Elders: Live independently without too much room for pride
The New York Times’ Personal Health blog included an article written by Jane Brody: “Staying Independent in Old Age, With a Little Help.” Here, the writer mentions how the majority of American elderly prefer to stay in their homes as long as possible. A barrier remains, however, as the homes they stay in are outdated relevant to the modernization of our people and the rate at which aging is increasing. Therefore, solutions are mentioned here — both on the house level and the community level — that may allow for elderly to live as independently as long as possible. House level solutions include the installment of grab bars, curbless showers, and the removal of steps. Community level changes include the provision of cluster housing in walkable communities within the vicinity of stores and public transportation.

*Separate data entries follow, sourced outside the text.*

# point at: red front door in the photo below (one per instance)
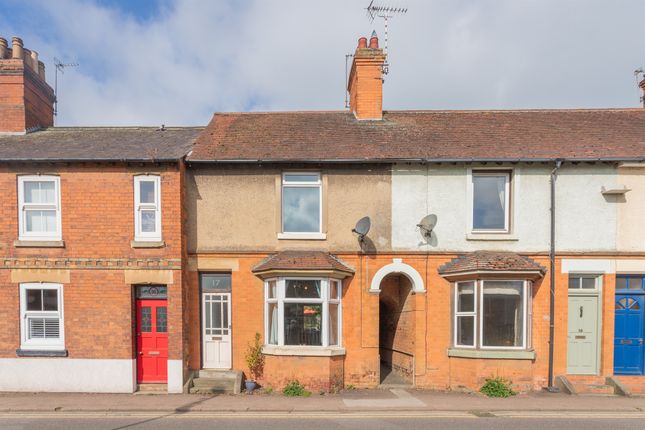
(152, 341)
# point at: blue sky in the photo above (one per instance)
(175, 62)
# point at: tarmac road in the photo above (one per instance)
(319, 421)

While these solutions will help prevent social isolation and improve human elderly factors, one must also be aware of the signs of when one should consider moving an elder to a more supportive environment. These signs have been mentioned by Paula Spencer Scott, senior editor at Caring.com. Accidents, falls, diminishing health, slow recovery, inability to leave the house, not picking up the mail, not checking food expiration dates, fluctuating behavior, and increased loneliness are one of few signs to tell when the time may be right. Not only these, but if it takes considerable time and effort to care for this person and you are becoming affected if you yourself are the care provider, it is probably the right time to let him or her come to a place where he or she can be helped with a more constant environment of support. The question remains if these facilities will remain available in the coming future with enough staff. This will of course remain a concern and, to boldly say, should be a target addressed in all coming worldly or national health meetings of any kind.